Они, наверное, описались от восторга, когда поняли, что Джейк Графтон именно тот человек, что им нужен: настоящий герой с кучей медалей, с которым можно стать рядом плечом к плечу, а можно выгнать, как инвалида с повредившимися мозгами – смотря куда ветер подует. Если будет нужно, его без промедления бросят на съедение акулам. «Жаль, конечно, но этот офицер никогда не подчинялся приказам, он не игрок команды.
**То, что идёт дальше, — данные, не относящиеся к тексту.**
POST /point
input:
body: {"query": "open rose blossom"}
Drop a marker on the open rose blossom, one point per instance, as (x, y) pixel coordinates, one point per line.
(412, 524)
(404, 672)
А после той истории с Эль-Хакимом сильнейшая контузия, психиатры, у него с головой не все в порядке. Очень жаль».
Что станут делать эти большие шишки, если их лодки дадут течь в связи с тем, что секрет «Афины» выйдет наружу? Сражаться? Как? К какому оружию они прибегнут?
Земля, просыпавшаяся между пальцами, легла кучкой в виде странной скульптуры. Ветер мгновенно уносил ее. Чем медленнее она сыпалась, тем быстрее расправлялся с ней ветер.
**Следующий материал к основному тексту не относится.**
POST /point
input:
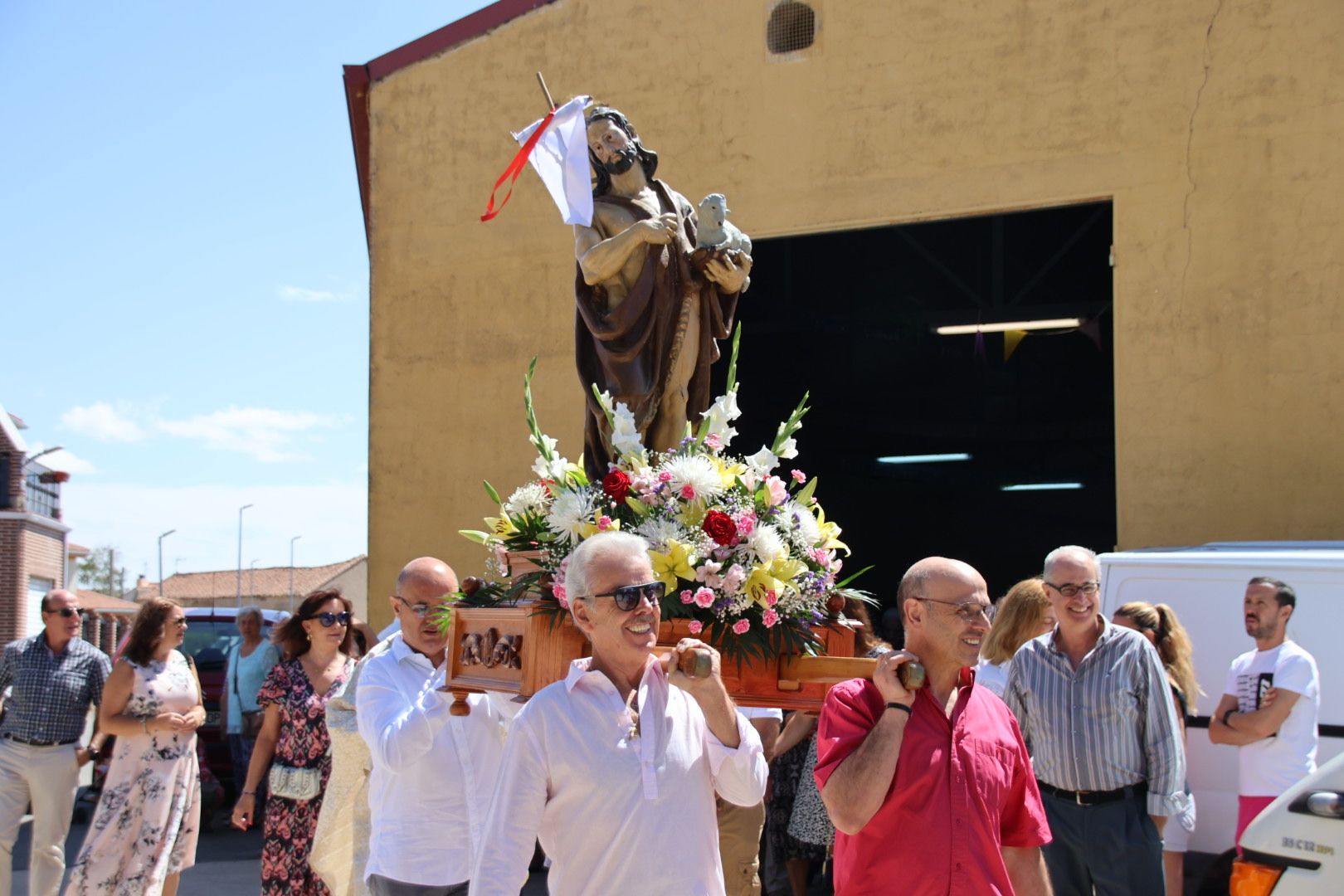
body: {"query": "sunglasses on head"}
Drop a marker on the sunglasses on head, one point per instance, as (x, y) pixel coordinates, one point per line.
(329, 620)
(628, 597)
Наиболее вероятным аргументом, размышлял Джейк, станет то, что «Афина» нарушит установившееся военное равновесие между Востоком и Западом. Аргумент замечательный. «Афина» слишком дешева, чтобы спорить из-за долларов, значит, оспариваться будут последствия. Станут доказывать, что «Афина» побудит Россию скорее нанести первый удар. Значит, ядерная война, радиоактивные осадки и все такое – словом, Четыре всадника Апокалипсиса. Раз не удается убедить логикой или завесить уши лапшой, будут пугать мировой катастрофой.
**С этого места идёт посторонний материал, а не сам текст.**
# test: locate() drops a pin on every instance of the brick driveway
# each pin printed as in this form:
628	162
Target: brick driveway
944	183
Джейк поднялся и поддел кучку пыли ботинком. Ветер тут же унес ее.
Западнее в пустыне лежала длинная тень, отбрасываемая единственным двухэтажным зданием без окон в населенном пункте под названием Френчмен. Это был публичный дом. По идее, в нем же помещались мэрия и прочие муниципальные службы. С этого расстояния дом казался крохотной коробочкой. Он знал, что дом окрашен в черный цвет и имеет два этажа без единого окна, потому что однажды осматривал его со стоянки. В качестве туриста, разумеется.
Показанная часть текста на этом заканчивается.